The only time Mum gets agitated is when she comes home from work to find the sink full of blood and she thinks Leanne’s cracked under the pressure of being good and slashed her wrists.
‘Leanne. Leanne. What have you done?’ she cries, dashing down the passage past my room where I’m doing my homework. ‘Sam! Call an ambulance!’
Excitement at last. I drop my pen and race out.
‘Handle,’ says Leanne, standing in her doorway with a towel wrapped round her head. ‘It’s only “Red Flamboyant”!’
Mum grabs the towel off Leanne’s head. Her hair looks like it’s had a bottle of tomato sauce poured over it. I’m talking
red
.
Mum
sees
red.
‘We had a deal,’ she snaps, ‘and you’ve broken it.’
‘What? By dyeing my hair?’
‘The deal was no bizarre clothes, weird make-up, boyfriends or bad behaviour.’
‘So?

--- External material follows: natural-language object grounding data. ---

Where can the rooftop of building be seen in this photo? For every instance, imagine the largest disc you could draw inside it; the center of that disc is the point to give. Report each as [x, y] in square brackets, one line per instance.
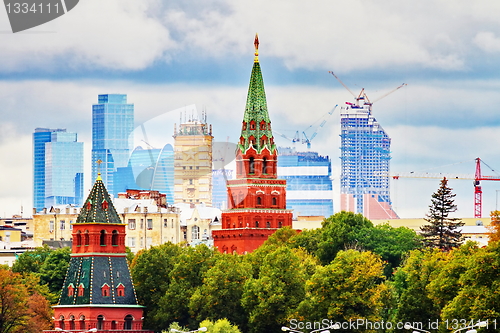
[206, 213]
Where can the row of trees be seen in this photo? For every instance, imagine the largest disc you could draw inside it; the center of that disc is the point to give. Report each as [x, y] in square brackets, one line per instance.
[280, 283]
[349, 269]
[337, 272]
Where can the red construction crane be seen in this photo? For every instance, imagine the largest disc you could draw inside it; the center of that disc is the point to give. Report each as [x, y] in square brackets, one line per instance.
[478, 192]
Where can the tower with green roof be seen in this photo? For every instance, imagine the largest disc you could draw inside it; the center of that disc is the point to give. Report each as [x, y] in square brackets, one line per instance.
[98, 292]
[257, 198]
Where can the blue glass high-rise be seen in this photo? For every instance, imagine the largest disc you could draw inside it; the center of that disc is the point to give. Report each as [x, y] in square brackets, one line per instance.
[57, 168]
[309, 189]
[112, 125]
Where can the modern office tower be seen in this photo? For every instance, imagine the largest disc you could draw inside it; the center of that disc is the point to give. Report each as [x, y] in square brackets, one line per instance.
[112, 126]
[257, 198]
[153, 169]
[365, 157]
[193, 161]
[57, 168]
[219, 187]
[309, 190]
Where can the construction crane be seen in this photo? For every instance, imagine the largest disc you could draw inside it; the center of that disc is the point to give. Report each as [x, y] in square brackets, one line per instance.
[362, 95]
[305, 139]
[477, 178]
[478, 192]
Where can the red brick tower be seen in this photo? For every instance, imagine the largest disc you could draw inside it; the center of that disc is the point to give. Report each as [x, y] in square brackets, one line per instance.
[98, 292]
[257, 199]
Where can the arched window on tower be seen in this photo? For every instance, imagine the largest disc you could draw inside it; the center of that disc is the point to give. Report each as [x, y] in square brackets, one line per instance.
[100, 322]
[81, 290]
[61, 322]
[103, 238]
[71, 289]
[195, 232]
[82, 322]
[86, 238]
[78, 238]
[120, 290]
[105, 290]
[72, 322]
[114, 238]
[251, 166]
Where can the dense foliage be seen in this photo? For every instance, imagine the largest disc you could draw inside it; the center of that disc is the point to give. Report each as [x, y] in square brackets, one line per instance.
[443, 231]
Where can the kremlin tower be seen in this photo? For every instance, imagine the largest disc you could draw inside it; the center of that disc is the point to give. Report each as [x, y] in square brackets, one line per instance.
[98, 293]
[257, 199]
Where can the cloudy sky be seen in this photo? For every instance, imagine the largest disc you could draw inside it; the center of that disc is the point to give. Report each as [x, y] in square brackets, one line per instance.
[170, 54]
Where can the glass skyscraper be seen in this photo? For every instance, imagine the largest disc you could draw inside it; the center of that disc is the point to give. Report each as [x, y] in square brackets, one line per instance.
[153, 169]
[112, 125]
[57, 168]
[309, 189]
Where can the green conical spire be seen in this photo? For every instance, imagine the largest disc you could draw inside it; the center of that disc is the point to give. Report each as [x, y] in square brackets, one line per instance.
[98, 208]
[256, 109]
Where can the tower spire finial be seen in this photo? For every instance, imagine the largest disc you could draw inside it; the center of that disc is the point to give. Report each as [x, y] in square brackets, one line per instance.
[99, 161]
[256, 43]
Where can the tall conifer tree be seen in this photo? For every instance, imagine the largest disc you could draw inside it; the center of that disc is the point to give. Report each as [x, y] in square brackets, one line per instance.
[443, 231]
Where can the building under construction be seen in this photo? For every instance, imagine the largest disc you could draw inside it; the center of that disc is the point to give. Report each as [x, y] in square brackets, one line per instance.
[365, 157]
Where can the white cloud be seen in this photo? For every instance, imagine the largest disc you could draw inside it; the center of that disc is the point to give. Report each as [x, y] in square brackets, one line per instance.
[341, 35]
[116, 34]
[487, 41]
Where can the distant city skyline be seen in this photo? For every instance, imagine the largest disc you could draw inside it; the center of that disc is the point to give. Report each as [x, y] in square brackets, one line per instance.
[167, 55]
[58, 177]
[112, 144]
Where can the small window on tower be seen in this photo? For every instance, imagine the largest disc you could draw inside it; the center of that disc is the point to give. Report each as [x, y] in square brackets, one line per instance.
[105, 290]
[71, 290]
[81, 290]
[120, 290]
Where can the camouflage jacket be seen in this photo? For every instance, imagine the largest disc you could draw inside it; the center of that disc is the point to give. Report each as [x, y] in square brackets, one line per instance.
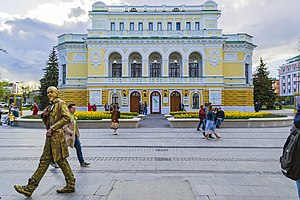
[55, 116]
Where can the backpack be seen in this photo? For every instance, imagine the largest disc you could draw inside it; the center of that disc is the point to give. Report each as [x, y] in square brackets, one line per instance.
[290, 159]
[202, 113]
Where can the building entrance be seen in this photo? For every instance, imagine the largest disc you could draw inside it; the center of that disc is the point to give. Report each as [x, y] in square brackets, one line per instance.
[175, 101]
[155, 103]
[134, 102]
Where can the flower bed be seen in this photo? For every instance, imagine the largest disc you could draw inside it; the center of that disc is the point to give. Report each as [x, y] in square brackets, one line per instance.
[91, 115]
[230, 115]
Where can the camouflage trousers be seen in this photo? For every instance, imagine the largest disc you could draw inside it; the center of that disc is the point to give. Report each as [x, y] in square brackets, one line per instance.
[45, 161]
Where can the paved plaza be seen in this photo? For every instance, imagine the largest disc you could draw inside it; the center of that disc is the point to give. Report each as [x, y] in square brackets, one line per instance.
[154, 163]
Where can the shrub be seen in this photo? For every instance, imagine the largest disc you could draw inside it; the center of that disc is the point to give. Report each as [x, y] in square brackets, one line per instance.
[91, 115]
[230, 115]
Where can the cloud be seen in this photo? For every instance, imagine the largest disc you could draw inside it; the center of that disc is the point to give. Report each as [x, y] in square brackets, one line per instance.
[28, 43]
[29, 36]
[76, 12]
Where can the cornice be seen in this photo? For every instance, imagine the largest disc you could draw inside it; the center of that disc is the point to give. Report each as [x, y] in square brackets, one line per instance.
[162, 42]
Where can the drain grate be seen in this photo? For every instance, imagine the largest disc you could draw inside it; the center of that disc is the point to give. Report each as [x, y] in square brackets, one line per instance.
[173, 159]
[162, 149]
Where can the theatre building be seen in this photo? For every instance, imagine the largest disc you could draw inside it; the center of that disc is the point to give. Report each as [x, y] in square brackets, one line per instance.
[162, 55]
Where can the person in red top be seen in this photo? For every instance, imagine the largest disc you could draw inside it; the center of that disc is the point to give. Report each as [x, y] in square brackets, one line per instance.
[35, 109]
[90, 107]
[201, 116]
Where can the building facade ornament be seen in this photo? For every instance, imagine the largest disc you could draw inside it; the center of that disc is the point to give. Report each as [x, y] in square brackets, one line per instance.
[214, 57]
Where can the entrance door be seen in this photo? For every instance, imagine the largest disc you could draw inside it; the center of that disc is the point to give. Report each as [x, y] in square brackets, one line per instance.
[134, 102]
[155, 103]
[175, 101]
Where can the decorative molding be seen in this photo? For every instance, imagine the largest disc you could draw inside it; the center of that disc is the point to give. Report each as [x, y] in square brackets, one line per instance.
[214, 57]
[95, 58]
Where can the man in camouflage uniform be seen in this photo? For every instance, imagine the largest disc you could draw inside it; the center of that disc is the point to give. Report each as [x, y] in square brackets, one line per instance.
[55, 116]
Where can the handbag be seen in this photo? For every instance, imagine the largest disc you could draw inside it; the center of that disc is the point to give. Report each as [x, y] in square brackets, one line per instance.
[70, 140]
[114, 125]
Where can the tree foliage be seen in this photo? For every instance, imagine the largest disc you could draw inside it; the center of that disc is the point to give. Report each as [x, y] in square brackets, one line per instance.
[263, 91]
[50, 77]
[3, 91]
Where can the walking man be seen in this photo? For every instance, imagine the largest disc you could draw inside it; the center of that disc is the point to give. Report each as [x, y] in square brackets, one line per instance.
[73, 130]
[55, 116]
[201, 117]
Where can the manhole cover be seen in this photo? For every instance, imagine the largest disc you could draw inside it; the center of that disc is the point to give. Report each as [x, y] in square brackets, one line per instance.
[151, 190]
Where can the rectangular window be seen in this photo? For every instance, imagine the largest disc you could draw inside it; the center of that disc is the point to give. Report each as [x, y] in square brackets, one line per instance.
[169, 28]
[117, 70]
[150, 28]
[112, 26]
[121, 26]
[155, 69]
[174, 70]
[159, 26]
[140, 26]
[131, 26]
[177, 26]
[194, 69]
[136, 70]
[188, 26]
[197, 26]
[247, 73]
[64, 73]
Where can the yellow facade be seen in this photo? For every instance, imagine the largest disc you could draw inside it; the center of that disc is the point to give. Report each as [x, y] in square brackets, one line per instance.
[157, 55]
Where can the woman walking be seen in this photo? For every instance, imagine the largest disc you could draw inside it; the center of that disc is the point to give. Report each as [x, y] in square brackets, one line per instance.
[210, 124]
[115, 115]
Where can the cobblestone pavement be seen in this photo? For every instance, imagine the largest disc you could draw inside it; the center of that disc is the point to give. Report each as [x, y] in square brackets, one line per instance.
[154, 164]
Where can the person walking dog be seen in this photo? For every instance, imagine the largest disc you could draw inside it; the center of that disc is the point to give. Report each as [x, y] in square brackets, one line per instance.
[55, 116]
[72, 130]
[115, 115]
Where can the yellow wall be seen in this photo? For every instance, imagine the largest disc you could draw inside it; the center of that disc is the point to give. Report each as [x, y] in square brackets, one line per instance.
[233, 69]
[238, 98]
[77, 96]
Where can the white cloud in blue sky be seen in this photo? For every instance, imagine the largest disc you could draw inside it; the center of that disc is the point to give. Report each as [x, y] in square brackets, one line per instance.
[29, 29]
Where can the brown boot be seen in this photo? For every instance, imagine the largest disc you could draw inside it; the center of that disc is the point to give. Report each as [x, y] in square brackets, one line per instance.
[27, 190]
[69, 188]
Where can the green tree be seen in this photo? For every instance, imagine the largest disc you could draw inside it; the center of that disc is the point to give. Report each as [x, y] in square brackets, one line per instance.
[3, 91]
[263, 91]
[26, 93]
[50, 77]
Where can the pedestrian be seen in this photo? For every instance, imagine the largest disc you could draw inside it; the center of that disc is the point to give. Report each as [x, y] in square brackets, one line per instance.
[55, 116]
[145, 108]
[1, 110]
[94, 107]
[11, 119]
[181, 107]
[35, 109]
[201, 117]
[256, 106]
[210, 126]
[106, 107]
[140, 107]
[16, 111]
[90, 107]
[72, 129]
[220, 117]
[115, 115]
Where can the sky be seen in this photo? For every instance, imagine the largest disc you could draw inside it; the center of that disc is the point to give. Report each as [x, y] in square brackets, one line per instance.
[29, 29]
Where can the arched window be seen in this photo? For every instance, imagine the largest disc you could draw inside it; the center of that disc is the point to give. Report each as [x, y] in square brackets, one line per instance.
[135, 64]
[195, 100]
[174, 65]
[195, 65]
[115, 61]
[155, 65]
[115, 99]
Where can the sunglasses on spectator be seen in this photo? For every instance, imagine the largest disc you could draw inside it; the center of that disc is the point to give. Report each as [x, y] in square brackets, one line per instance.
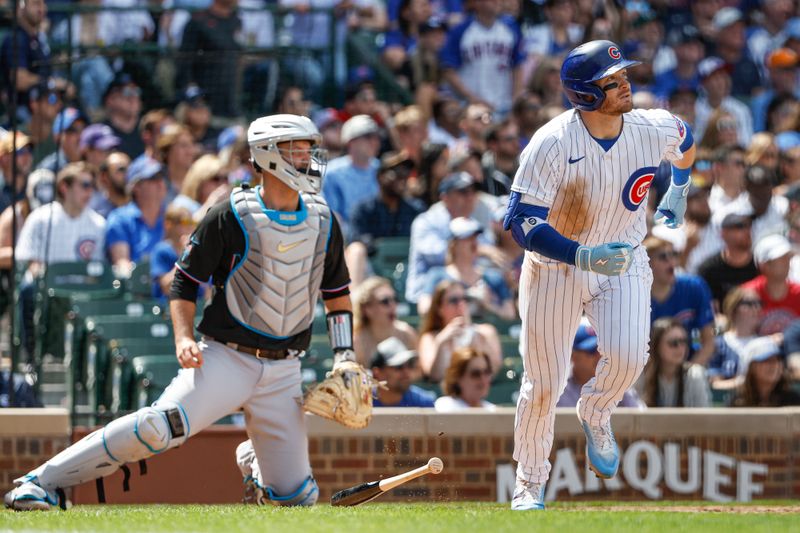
[387, 301]
[478, 373]
[677, 343]
[751, 303]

Ya want me to have mousey brown hair and steel-rimmed glasses and live in a convent?’
‘That’s it. No Bali.’
‘Bali?’ I squeak.
‘The deal was if Leanne could get good grades and behave like a normal fifteen year old, I’d take you both for a week to Bali in August.’
‘Bali?’
I’m stunned.
‘Thought we were poor,’ I go.
‘I was going to use my hot bread money.’
Bali. The surfing capital of the world. Kuta Beach.
Yes
. My dream come true. The last time I surfed at Jan Juc the surf was icy cold, straight from the south pole, and I got a major ice-cream headache. And now we’re not going to Bali because of some dumb red hair dye? This is crazy.
‘Mum,’ I say desperately, ‘Leanne can dye her hair back to brown. It’s no big deal.’
‘No way,’ says Leanne.
Mum and I both glare at her. She glares back.
‘Bali isn’t worth this bad trip,’ she snarls and slams the bedroom door shut.
‘Mum …’
‘Quiet, Sam. I don’t need you bleating in my ear.’
Just then the phone goes. Mum thumps off to answer it while I reel against the wall, devastated. Bali. So close. I was practically hitting the surf. And now all wrecked because of my dumb sister. I can’t give up. I knock softly on Leanne’s door. I can hear the faint pound of the Gunners coaxing the lupins to even greater heights.
‘Leanne!’
‘Leave me alone.’
‘But, Leanne. Kuta Beach!’
‘Go suck ya socks.’
Mum. I’ll work on Mum. I go into the kitchen, climb up on the stool and rat round in the cupboard till I find her precious supply of Earl Grey tea. I boil the kettle. I can hear her voice, sort of soft and mushy, wafting down the passage. Who’s she talking to?
‘All right, you win, Steve,’ she says.
Steve?
Who
is Steve?
The water boils and I heat the teapot first. I get some cheese and slice it, grab some carrots and celery and cut them into neat strips. I make the tea, two scoops. I open some water biscuits and as an afterthought, snatch a tub of Mexican dip out of the fridge just as she walks into the kitchen.
‘Here’s a little snack for you, Mum.’
She looks surprised then pleased.
‘Ah. You’re a good kid, Sam.’
Kid
! Doesn’t she know she’s talking to the future surf king of Kuta Beach?
I sit at the opposite end of the table watching her as she sips her tea and munches on a carrot stick.
‘About Bali,’ I go.
But she’s not listening. She’s got this weird look on her face.
‘Mum!’
She looks at me as if she’s seeing me for the first time.
‘I’ve got a date, Sam.’
A date? My mother? What is this? Mothers don’t date!
‘He’s been asking me for two weeks to go out with him and I’ve kept saying “no”,’ says Mum, ‘But when Leanne upset me so much and he phoned again I thought what the hell–so I’m going out to dinner.’